‘Brother Mine’ highlights unique relationships
Reading other peoples’ mail can land you in serious trouble with the government.
Or, in the case of Dr. Kathleen Pfeiffer, it can land you a book deal.
Pfeiffer, an associate professor of English at Oakland University, is the author of “Brother Mine: The Correspondence of Jean Toomer and Waldo Frank, a back-and-forth account of over 120 letters between the two in the 1920s.”
Toomer, a young black author, began writing to Frank, an established white writer in New York, and the book details the unique friendship between the two.
“Dr. Pfeiffer’s work provides an important tool for understanding the dynamics of the relationship between Jean Toomer and Waldo Frank,” said associate history professor and chair of the history department, Karen Miller. “Both Toomer and Frank were participants in the conflict over the construction of racial identity. Their correspondence helps us to understand how the debates over race worked themselves into friendships.”

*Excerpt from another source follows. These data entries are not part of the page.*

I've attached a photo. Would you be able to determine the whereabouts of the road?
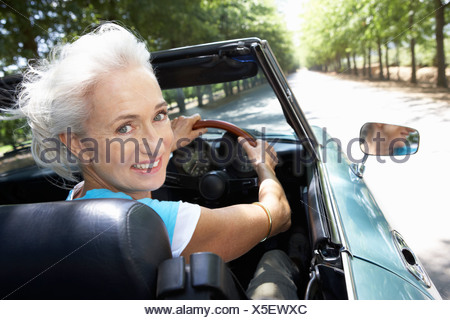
[288,70,450,299]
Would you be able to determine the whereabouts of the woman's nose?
[139,128,163,157]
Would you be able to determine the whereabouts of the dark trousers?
[246,250,299,300]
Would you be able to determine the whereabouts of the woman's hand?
[238,137,278,173]
[171,113,208,151]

In the summer of 1993, Pfeiffer was deciding on the topic of her dissertation at Yale University, and ended up at the university’s Beinecke Rare Book and Manuscript Library, one of the country’s best resources for African-American literature. The opportunity gave her the chance to do research in the primary archives.
It was at Beinecke that she decided on the topic of race passing.

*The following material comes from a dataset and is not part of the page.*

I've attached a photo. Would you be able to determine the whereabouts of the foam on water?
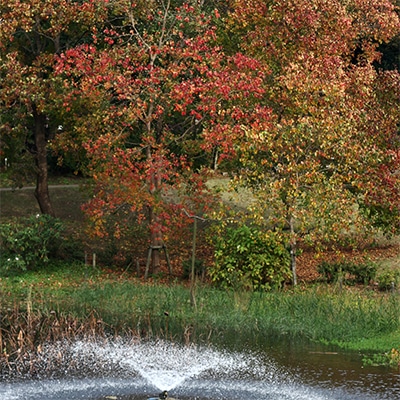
[70,340,274,390]
[0,338,398,400]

Race passing was a “hot topic” in American literature at the turn of the century, Pfeiffer explained, where people who were legally defined as black because of previous generations, were actually light enough to pass for a white person.
“These people would take on a new identity and pass for white,” Pfeiffer said. “They would have this better opportunity as a white person than they would have as a black person, but then there would be all of this guilt and sense of loss because they’d have to leave their families. That’s really what my dissertation was about — about stories of characters who ‘pass.’ “
After reading letters by Toomer and Frank, Pfeiffer got an impression of a budding friendship between the two. She began reading literary and critical accounts of the interaction, but got a different understanding of the authors than others.
“I didn’t think that (their understandings) really reflected what I saw in the letters,” she said. “These differences led to the beginning of the project.”
A self-described “very, very nosy person,” it is exactly that trait that helped Pfeiffer collect, organize and transcribe the letters between Toomer and Frank.
In the five to six years that the project took to complete, Pfeiffer experienced several challenges that even required the assistance of one of her graduate classes.
Only about 15 to 20 percent of the letters were dated, requiring several readings to correctly organize them.
“I had to figure out, by reading the letters, which came before this one or this came before that one. It was hard because at times, I really wasn’t sure which letter came first,” Pfeiffer said.
She spent almost an entire year exclusively working on figuring out the order of the letters and putting them into chronological order.
Another major part of the process was writing footnotes for instances in which Pfeiffer felt more explanation was needed, such as names of friends or events attended by Toomer or Frank.
Transcribing the original letters into word documents was arguably the most time-consuming activity, however, and it was at this step that Pfeiffer involved her graduate-level class.
“In order for this to be an accurate transcription, you have to go through and make sure, letter-for-letter and word-for-word is correct,” Pfeiffer said. “Even with that, there were a lot of editorial decisions to make.”
Despite the duration of time needed to finish the book, Pfeiffer was pleased with the final product and believes there are many things that readers can take away from it.
“I wanted to make it the sort of book that anyone could pick up and find interesting … it has an interesting story to tell about interracial friendships and the challenges that came with those friendships in the 1920s,” Pfeiffer said. “These two struggling artists found something in each other that was very meaningful to the both of them and they really understood each other as writers as well. The fact that the friendship deteriorated the way that it did I think is pretty sad.”
After working on Brother Mine for over half a decade, Pfeiffer realized one major thing about herself and her writing upon completion of the book: She was ready to move on from Toomer and Frank.
“I’ve had enough time working on both of these two authors and I’m ready to move on to something different,” Pfeiffer said.